The recognition of a testator's right to protect his heirs from a presumed incapacity to manage inheritances is, on the other hand, a definite policy of the common law. It can only be abrogated, if at all, by nothing less than express, definite and positive enactment. In so far as the Act of 1931 is in derogation of the common law, it must be strictly construed to effect only so much change in the prior law as is necessarily required: Davidson v.

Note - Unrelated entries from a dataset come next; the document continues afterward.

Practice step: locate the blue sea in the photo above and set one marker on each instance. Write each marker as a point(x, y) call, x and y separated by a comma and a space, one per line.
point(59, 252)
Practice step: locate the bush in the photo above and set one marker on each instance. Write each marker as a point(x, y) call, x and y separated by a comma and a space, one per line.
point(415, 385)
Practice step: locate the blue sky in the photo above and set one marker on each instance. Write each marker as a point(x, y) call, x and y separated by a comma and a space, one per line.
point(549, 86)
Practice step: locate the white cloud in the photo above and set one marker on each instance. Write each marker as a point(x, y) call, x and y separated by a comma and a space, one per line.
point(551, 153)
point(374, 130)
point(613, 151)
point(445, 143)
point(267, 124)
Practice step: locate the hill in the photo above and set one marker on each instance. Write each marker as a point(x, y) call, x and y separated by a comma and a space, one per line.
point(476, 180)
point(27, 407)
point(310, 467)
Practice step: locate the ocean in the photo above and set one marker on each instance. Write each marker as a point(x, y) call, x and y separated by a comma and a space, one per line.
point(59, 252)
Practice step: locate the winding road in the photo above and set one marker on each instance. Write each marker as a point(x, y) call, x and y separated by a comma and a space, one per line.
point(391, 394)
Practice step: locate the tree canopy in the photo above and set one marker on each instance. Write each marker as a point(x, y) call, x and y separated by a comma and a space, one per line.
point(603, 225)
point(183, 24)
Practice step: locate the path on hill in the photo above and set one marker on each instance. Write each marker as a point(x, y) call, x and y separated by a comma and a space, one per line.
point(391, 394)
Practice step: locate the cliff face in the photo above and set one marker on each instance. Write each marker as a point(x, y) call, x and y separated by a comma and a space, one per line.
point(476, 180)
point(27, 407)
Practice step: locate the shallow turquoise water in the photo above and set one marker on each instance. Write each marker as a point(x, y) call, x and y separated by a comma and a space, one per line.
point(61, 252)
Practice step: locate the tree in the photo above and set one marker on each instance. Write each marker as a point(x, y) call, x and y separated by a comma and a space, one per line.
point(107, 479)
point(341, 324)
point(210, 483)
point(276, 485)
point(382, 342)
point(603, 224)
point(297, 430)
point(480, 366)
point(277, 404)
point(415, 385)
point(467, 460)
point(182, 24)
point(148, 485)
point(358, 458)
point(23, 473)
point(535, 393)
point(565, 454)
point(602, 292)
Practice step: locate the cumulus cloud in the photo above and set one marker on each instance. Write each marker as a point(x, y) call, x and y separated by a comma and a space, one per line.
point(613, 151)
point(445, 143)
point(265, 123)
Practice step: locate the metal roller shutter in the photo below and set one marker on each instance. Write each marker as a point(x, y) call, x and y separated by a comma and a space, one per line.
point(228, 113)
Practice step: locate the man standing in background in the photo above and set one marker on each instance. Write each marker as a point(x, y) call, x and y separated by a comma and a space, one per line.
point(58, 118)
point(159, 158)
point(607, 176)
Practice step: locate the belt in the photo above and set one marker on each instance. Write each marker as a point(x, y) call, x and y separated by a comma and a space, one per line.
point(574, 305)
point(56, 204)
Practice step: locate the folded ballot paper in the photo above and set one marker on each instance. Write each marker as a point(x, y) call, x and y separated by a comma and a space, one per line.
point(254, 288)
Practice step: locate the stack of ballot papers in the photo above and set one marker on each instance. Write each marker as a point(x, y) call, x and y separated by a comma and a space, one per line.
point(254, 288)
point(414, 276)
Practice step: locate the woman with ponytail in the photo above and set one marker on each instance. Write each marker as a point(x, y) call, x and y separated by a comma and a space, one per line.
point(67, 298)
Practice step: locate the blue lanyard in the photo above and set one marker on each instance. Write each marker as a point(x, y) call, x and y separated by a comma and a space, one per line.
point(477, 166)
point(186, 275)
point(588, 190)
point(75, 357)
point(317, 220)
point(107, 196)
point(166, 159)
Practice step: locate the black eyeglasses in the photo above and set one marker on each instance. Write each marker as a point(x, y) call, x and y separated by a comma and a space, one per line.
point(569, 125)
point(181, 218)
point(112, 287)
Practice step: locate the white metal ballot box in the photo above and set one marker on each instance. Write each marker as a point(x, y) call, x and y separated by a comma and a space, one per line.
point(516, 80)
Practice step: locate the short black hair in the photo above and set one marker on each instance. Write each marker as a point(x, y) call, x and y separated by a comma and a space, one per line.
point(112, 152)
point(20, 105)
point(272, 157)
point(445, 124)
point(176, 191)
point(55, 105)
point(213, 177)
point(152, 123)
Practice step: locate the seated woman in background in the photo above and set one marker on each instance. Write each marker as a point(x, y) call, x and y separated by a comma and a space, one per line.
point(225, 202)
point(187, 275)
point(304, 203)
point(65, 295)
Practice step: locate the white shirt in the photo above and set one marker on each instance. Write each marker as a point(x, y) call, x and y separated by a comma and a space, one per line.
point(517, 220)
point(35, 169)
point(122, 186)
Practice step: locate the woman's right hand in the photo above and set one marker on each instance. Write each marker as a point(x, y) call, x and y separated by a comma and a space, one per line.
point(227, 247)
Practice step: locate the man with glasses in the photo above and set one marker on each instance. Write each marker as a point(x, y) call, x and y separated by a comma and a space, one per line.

Bright, 267 Pa. 580. Here there is no express, definite and positive statutory provision, and a construction enabling the beneficiaries to terminate a spendthrift trust would result, in many instances, as in the present case, in a destruction of the very essentials of such a valid testamentary disposition of property. It cannot be adopted by a mere presumption of legislative intent. SeeCentral Lith. Co. v. Eatmor Choc. Co. (No. 1), *Page 535 316 Pa. 300; Davidson v. Bright, supra; Endlich, Interpretation ofStatutes, sections 127, 128.
There is nothing in the act to bring spendthrift trusts within this provision, especially since it would effect a result which the creator of the trust emphatically desired to prevent.
Decree affirmed at appellant's cost.